A Cordial Welcome

Cosmik Wolfpack is a playground and laboratory for flash-formed poetry and nanofiction written by The Debtor, a white cisgender male and citizen of the United States.

If you have something to say to the author, send it to cosmikwolfpack at gmail dot com.

2.28.2021

Cola Pratfall

Cranky comic book brat curls her hair with dreadful creamed potion, sulking over the loss of another delicate companion. Her eyes braided, she swaps relics with a neighboring slipper-soled stick figure. Soon, the uncanny twitch will begin again and she will ooze into the office, knowledgeable but not sure. Not yet.

2.22.2021

It's Tuesday in the Hot Barn

Soaked and poked with the tar prod, you conjure a sensation of shriveled lust. How glorious were the slappy twistings and livid palpitations of your years in service. Diagonal shadows on the tiles, wheezing whispers from under the door.

You are chapped here, stepping gingerly between the cardboard-shaped plant stumps in the courtyard. You think you can hear the rustle grind of bean parasites, but it may only be the ceiling fan.

2.16.2021

Spring-tail Honda Car

Our neighborhood was a clam's breath in an old pot, houses like unpopular candies tasted once and discarded. The gourd shaped rock in the middle of the cul-de-sac stole ambitions and curiosities from us.

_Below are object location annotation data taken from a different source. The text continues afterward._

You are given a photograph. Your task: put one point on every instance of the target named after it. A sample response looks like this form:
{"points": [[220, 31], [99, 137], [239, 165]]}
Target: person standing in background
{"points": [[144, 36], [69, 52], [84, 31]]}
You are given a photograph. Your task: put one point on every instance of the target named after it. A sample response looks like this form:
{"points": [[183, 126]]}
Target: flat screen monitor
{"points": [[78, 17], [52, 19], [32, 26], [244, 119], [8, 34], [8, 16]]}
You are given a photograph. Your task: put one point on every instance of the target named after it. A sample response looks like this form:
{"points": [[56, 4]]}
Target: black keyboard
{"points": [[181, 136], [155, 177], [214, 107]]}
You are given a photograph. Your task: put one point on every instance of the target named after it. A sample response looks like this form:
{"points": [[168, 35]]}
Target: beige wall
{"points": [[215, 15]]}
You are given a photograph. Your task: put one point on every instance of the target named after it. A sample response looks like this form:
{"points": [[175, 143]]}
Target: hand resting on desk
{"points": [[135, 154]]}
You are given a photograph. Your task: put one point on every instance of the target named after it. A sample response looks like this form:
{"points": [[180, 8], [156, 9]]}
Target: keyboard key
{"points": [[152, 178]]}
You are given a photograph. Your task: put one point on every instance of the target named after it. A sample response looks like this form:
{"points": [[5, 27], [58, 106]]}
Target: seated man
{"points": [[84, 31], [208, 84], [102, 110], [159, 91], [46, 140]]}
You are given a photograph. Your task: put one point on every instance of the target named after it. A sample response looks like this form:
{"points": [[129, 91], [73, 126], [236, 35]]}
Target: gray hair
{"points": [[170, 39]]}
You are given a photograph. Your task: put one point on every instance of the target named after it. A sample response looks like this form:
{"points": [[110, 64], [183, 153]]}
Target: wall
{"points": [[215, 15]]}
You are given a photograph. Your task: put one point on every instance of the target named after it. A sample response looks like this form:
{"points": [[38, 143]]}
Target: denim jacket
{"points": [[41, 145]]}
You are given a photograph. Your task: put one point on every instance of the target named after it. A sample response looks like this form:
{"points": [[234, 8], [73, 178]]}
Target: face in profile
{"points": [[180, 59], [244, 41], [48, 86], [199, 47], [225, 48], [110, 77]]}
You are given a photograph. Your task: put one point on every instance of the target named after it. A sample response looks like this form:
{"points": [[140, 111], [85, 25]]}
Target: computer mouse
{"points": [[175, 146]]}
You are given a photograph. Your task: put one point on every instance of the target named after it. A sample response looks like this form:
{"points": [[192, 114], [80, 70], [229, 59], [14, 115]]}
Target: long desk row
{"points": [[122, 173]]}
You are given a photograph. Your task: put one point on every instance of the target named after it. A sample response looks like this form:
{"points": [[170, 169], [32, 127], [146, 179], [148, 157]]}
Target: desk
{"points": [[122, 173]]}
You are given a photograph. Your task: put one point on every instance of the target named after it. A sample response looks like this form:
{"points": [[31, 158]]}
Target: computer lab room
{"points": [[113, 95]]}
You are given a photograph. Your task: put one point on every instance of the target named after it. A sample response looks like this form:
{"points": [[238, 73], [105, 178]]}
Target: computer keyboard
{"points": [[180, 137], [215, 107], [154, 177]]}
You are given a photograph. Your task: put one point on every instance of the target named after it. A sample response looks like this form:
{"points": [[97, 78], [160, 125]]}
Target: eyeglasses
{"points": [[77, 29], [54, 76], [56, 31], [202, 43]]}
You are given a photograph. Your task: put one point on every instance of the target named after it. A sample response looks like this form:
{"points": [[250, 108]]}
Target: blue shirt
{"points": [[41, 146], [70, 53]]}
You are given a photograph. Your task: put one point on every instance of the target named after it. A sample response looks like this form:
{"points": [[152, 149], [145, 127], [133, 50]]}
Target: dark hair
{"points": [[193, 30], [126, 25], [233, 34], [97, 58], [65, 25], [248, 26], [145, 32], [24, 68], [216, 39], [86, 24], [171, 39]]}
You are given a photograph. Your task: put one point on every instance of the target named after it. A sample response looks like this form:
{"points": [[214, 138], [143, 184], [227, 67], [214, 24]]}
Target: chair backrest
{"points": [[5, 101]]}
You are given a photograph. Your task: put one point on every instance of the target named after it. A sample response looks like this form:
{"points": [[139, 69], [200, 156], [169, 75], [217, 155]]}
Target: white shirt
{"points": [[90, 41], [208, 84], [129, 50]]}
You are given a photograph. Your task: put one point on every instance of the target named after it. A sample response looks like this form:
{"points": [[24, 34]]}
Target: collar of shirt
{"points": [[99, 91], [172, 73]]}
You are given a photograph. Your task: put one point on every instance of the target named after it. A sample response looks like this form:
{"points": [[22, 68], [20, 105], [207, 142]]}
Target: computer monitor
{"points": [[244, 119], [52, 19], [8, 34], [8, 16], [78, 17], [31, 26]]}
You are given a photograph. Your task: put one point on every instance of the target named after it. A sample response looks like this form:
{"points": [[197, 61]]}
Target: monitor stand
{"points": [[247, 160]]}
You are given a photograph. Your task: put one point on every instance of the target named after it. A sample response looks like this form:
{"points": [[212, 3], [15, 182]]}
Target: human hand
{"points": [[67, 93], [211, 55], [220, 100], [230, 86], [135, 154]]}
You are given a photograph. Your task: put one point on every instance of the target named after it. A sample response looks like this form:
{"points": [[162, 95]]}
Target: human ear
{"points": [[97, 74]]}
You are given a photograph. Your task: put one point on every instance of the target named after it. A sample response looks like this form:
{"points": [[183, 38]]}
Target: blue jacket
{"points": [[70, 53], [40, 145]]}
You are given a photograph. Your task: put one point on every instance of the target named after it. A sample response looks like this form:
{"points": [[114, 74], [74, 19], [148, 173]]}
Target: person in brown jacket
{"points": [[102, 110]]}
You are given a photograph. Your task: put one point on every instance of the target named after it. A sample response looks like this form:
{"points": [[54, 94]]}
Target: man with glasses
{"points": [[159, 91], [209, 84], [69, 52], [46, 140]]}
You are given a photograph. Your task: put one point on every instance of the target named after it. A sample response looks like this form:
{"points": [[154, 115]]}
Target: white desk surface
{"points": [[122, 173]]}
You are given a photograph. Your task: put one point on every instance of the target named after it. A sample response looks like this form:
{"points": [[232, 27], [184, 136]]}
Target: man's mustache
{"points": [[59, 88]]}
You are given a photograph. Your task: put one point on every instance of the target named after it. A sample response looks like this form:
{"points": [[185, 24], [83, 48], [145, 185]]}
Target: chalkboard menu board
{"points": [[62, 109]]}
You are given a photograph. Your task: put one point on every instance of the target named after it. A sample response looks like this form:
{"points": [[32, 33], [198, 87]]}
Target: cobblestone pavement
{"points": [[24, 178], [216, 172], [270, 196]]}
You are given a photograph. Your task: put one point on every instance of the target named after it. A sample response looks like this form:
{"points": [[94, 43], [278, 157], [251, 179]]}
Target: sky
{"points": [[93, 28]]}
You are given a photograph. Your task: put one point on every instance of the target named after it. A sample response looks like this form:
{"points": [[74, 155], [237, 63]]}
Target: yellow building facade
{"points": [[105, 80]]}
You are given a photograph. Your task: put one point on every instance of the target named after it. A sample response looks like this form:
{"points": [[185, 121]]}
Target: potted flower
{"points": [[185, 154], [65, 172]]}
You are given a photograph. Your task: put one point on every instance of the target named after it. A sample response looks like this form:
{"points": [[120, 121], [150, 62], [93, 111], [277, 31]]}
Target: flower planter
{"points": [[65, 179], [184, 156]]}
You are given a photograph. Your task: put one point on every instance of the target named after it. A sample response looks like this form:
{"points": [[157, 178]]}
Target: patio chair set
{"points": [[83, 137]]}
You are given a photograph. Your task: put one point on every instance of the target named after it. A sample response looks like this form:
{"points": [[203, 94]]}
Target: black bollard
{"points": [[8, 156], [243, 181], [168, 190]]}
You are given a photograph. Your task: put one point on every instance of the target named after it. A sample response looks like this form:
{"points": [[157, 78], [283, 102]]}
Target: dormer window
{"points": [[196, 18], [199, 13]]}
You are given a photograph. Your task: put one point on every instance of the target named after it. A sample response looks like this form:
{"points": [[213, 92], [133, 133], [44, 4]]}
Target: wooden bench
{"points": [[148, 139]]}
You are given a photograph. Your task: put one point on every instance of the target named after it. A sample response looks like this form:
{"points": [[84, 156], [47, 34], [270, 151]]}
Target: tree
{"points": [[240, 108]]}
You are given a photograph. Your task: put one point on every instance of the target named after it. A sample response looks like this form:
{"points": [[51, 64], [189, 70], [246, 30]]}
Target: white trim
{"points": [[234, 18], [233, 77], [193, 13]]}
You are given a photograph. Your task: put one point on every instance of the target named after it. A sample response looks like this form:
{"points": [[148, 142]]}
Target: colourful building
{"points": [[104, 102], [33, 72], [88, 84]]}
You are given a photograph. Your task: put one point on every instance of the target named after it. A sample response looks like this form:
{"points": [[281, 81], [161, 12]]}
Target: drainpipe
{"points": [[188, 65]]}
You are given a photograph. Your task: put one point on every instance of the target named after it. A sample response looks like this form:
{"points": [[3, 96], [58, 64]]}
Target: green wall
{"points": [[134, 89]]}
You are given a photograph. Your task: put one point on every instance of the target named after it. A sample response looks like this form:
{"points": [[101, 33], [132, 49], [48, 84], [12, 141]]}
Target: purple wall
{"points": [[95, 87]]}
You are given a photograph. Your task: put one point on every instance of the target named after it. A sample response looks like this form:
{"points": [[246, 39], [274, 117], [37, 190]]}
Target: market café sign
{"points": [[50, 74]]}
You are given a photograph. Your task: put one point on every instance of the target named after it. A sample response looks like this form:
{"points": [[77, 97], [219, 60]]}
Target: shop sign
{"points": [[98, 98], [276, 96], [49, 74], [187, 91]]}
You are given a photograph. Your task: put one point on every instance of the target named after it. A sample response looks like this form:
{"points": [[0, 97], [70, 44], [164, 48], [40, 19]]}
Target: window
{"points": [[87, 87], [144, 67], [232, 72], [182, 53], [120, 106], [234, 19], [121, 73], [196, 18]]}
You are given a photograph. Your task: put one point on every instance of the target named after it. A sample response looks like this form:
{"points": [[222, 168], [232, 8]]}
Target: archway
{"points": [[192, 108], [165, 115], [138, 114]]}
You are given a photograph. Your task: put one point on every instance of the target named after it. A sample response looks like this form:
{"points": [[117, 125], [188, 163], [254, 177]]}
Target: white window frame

My neighbors owned wagons and boots, hoses and saws, blades for flesh and turf. We read each other's diaries.

I was sent away in a cold carriage with a tissue scan drive under my seat. I had a little bit of everyone. 

2.12.2021

Knife Puck

I found my chin in the seaweed pile on the corrugated metal. It was poked by spare wristwatch hands and looked good for its age, but gnawed and corroded all the same. A priest gave me a trifold brochure for a clinic where I could have it replaced with a hungry man's heel.

The sea bird cried about its pretzel. Still, the towers of crates in the warm light made everyone feel easy, chosen. I strummed the ocean membrane and ate the seeds I bought. 

2.10.2021

A Chap with a Tape Measure

A turtle ate an entire tree in one meal this weekend. Everything went in, lichens and railroad spikes and kites and baby owls and old empty nests. A turtle in the weather of the weekend made one whole tree its meal. 

The guy watching the turtle eat the tree sat atop a gold Ford Bronco with a towel under his butt. His girlfriend Laura arrived at night with bags of jingling spice wafers.

Laura opened a bottle factory with a large inheritance when she was a college undergrad. The bottles full of soap spill premium good liquid on the blue fake shoes her boyfriend wears at work. 

Laura taught positive attitude to dancing parents, stifled in linoleum crust and hidden like digital fly wings. Now she can relax while a turtle devours a whole tree.

2.06.2021

Shadow of the Crinkle-Cut Fries Bag

None can see the junkyard in this olive colored light.

Only three former mayors of this city have been divorced. And they dine together, weekly, at the Momentary Summit Family Restaurant.

From there, they see the chooglin sprawl of the trashplanes. They see it just fine.

The big guy with the tray of prepared meats has been paid for this work for seven years and he spends that money on corn colored pants. Corn is cooked by the chef too.

The chef wears fake blue shoes and has been doused in zigzag condiments — part of his education, you know.

A fading airman loses his lunch and the control panel lights up like Independence Day seen from a high drone. The sky loses its grip on the fine homemade plane.

Now the fields of rubbish suck in the doomed vehicle and its addled pilot, smack of aluminum slap rot in the milky humid night.

Up in the two star restaurant the gathered mayors and the big meat tray man in maize trousers watch the desperate descent and the ensuing fluctuation's easy glow, but feel that it is theirs alone — their private tragedy, their delightful pocket death.